Quantitative recording of vitality patterns in living multicellular spheroids by confocal microscopy

Abstract

Fluorescent dyes were used in conjunction with confocal microscopy to record the vitality status of cells in multicellular glioma spheroids. Multicellular spheroids are in vitro models for micrometastases or intravascular microregions of large tumors. With progressing growth three distinct concentric annular shells develop. A rim of proliferating cells in the periphery is followed towards the center by layers of quiescent cells and at a defined spheroid diameter cell death occurs in the central core. Fluorescein diacetate (FDA) and Calcein/AM were used as vital stains and Lucifer Yellow/VS (LYVS) was used as a marker for dead cells. For loading multicellular spheroids with the esterase substrate dyes we used a two step cold incubation technique to avoid dye accumulation in the most peripheral cell layers. Homogenously stained tissue allowed to describe the fluorescence attenuation in depth as a monoexponential decay. An attenuation coefficient C was calculated from calibration experiments to be 12.5 · 10 −3 in vital stained tissue and 17.9 · 10 −3 in lethal stained tissue. Using the respective attenuation coefficient the raw data were corrected for light absorbtion and scattering in depth. In radial recordings of the vitality status of multicellular glioma spheroids using CLSM-technique we showed that spheroids up to a diameter of 250 μm were homogenously stained with Calcein/AM and FDA. Spheroids larger than 250 μm consist of vital stained cells and unstained cells. They do not show dead cell staining until they reach a diameter of about 400 μm. The thickness of the rim of vital stained cells decreased with increasing diameter of the spheroids to 64 ± 7 μm in spheroids of a diameter of 550 ± 25 μm.
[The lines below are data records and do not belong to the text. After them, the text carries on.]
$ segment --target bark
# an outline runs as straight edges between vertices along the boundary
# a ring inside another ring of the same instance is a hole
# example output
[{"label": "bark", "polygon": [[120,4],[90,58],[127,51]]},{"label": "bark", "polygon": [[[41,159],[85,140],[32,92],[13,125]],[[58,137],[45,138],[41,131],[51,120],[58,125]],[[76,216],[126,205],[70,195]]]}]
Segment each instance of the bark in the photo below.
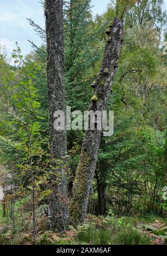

Thereafter the thickness of the Calcein/AM or FDA stained rim augmented again, reaching 93 ± 9 μm in spheroids of 700 μm in diameter. The first signs of dead cell staining in the central core occurred at a diameter of 400 ± 25 μm. The radius of the core increased in an exponential way. The cell layer which was stained neither by vital nor by lethal dyes showed a thickness of 150 μm in spheroids of 550 ± 25 μm in diameter. Our staining technique and the radial recording of mean field fluorescence signals in living multicellular spheroids will be a valuable tool for experimental cancer research providing a non invasive quantification of cell vitality in living multicellular spheroids.